Les travaux de la 296e session du Comité exécutif de l’Union interparlementaire (UIP) ont commencé dimanche dernier à Olympie, en Grèce, avec la présence d’une délégation du Conseil de la nation, selon un communiqué émis par ce dernier.
La délégation du Conseil de la nation est constituée de M. Abderrahmane Guenchouba, président du groupe parlementaire du Rassemblement national démocratique (RND) et membre du Comité exécutif de l’UIP, ainsi que M. Kamel Khelifati, membre du Conseil de la nation et du groupe de travail sur les sciences et la technologie au sein de l’UIP.

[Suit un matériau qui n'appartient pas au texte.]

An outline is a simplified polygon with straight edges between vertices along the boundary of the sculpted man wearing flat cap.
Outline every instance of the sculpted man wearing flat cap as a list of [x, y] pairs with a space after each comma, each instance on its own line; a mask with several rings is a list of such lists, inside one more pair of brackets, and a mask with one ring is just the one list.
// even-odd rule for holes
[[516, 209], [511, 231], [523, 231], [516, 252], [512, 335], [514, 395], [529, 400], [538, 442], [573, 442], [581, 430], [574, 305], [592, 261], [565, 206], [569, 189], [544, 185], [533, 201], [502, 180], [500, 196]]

Selon le communiqué, les participants à cette session, qui se clôturera aujourd’hui, le 1er juillet, auront à traiter des « questions d’ordre organisationnel et financier ainsi que d’autres dossiers relatifs à la situation de certains parlements membres », notamment « l’adoption du rapport de la précédente réunion du Comité exécutif et l’examen des propositions d’amendement aux statuts de l’Union ». Il est également prévu qu’ils se penchent sur « la vision d’ensemble élaborée par l’UIP concernant les mécanismes mis en place pour faire face aux crises menaçant la paix et la sécurité internationales ainsi que sur l’évaluation de l’efficacité de sa politique reposant sur des dispositifs politiques, institutionnels et programmatiques ». Le communiqué ajoute que « le projet de nouvelle stratégie de cette organisation parlementaire mondiale pour la période 2027-2031 » a également été examiné. Les membres du Comité ont mis en avant l’importance d’adopter des mécanismes « plus efficaces » afin de mettre un terme aux conflits à travers le monde. Ils ont aussi plaidé pour un renforcement du rôle des Parlements dans la consolidation de la paix, notamment par le biais de la médiation parlementaire dans la résolution des crises. Ils ont, en outre, proposé la création d’un « centre parlementaire d’alerte précoce », chargé de suivre les évolutions susceptibles de générer des conflits et de contribuer à leur prévention.